Algonquin will be able to put a dent in a large wait list for trade apprenticeship programs thanks to $4.6 million in Apprenticeship Enhancement Funding from the province.
Two electrical labs and one welding lab will be built from the funding, which was announced by Ontario Energy Minister Bob Chiarelli on March 17.
The electrical labs will be built in Algonquin’s Centre for Construction Excellence.
“There are more electrical apprentices in Ontario than any other apprenticeship,” said Shaun Barr, the Academic Chair of Construction Trades and Building Systems at Algonquin. “We had a wait list of 80-100 intermediate apprentices every term. (The labs) will allow us to put more through.”
Barr plans to consider student and faculty feedback for the labs, which will begin construction this summer.
“It’s hard to keep up in the electrical sector because it changes so fast,” said Barr. “We’ve got excellent facilities here but you can always be better.”
Former electrical engineering student Jeffrey Bennett had mostly positive things to say about his experiences in the current lab.

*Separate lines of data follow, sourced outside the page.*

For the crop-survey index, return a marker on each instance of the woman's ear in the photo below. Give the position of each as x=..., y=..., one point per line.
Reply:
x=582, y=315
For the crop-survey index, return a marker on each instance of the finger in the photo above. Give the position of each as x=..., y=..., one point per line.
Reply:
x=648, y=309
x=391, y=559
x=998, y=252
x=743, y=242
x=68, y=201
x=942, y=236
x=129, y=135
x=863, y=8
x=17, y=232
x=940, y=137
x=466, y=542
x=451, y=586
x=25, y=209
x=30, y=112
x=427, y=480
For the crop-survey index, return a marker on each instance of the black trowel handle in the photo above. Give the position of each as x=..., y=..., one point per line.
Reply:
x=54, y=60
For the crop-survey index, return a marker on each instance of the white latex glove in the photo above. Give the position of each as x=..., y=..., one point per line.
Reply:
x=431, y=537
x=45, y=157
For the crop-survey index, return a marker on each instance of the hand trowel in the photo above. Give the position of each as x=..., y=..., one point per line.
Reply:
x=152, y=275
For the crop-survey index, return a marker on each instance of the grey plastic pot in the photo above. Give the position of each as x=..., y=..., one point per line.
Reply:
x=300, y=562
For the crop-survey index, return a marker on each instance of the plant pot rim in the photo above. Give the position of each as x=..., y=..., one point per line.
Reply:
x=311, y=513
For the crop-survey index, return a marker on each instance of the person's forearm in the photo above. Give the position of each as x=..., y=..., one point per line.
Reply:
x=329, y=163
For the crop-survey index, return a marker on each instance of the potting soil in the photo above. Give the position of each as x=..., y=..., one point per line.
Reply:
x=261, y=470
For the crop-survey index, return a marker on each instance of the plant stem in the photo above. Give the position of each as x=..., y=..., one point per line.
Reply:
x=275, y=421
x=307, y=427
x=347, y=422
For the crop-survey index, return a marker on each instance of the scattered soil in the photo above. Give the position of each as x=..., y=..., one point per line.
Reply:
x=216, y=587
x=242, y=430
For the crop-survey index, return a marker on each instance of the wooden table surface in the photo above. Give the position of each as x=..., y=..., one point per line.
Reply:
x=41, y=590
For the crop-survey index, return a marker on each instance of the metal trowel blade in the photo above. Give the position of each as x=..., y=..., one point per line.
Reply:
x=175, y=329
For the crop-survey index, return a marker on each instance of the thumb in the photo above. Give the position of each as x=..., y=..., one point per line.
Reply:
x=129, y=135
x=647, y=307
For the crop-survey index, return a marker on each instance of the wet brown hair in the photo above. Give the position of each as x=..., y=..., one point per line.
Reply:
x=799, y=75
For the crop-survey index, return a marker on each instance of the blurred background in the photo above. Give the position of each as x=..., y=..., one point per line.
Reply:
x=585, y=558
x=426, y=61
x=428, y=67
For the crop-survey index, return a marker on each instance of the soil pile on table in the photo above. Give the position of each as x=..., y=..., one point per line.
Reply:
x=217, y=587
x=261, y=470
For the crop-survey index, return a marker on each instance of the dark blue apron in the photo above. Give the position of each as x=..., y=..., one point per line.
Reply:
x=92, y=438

Bennett liked his instructors and the trade-focused atmosphere of the ACCE building, but he would have liked to work with better equipment.

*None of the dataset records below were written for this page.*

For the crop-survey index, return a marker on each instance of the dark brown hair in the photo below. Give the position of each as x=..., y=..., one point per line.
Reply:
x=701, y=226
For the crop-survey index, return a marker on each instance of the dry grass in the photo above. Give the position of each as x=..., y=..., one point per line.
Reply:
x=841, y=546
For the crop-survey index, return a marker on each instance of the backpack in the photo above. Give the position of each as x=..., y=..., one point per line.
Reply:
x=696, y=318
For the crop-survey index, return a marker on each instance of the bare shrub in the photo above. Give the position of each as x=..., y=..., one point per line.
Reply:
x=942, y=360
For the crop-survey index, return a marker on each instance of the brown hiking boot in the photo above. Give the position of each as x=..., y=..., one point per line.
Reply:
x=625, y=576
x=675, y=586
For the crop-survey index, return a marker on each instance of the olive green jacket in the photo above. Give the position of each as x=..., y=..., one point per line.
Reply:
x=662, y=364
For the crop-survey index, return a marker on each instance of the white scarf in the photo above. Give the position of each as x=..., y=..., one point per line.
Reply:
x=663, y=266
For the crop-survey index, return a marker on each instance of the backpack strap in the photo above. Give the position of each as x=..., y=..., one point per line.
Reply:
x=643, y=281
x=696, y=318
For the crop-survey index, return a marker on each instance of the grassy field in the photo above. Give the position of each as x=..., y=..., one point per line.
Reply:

According to Barr, however, the new labs will have “state of the art” equipment, including program logical controllers.
The welding lab will be in the school’s automotive building.
“The demand in the industry is there,” said Jeff Ross, the program coordinator of welding and fabrication techniques. “We have well over 250 people on the wait list.”

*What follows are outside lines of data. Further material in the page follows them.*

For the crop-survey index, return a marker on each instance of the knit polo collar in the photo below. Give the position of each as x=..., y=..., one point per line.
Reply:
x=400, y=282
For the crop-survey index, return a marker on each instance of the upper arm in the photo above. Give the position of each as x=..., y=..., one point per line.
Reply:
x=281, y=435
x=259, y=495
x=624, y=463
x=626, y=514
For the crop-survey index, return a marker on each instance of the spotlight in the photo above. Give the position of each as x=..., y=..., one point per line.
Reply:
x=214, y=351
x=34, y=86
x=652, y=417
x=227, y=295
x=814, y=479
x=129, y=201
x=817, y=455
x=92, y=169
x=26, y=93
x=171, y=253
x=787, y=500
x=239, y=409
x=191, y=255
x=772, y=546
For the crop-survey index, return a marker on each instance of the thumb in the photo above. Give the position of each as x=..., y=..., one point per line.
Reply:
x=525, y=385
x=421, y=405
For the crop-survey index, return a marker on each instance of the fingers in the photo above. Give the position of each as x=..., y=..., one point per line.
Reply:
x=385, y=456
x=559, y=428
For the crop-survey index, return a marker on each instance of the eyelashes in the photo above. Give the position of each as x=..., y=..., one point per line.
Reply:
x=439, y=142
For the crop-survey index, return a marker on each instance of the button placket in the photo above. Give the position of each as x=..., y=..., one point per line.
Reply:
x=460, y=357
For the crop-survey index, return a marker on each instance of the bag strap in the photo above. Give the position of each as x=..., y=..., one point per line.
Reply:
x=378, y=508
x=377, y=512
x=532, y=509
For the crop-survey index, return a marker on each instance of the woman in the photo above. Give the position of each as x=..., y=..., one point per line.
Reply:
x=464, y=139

Ross hopes that the new lab will give him the opportunity to expand the depth in which he teaches welding.
“There’s a welding component in each apprenticeship,” said Barr. “Our welding lab is just overrun.”
While announcing the funding in the ACCE, Chiarelli said that he hopes that the funding will “help support the almost one in five new jobs in the province that is expected to be created in the trades in the coming decade.”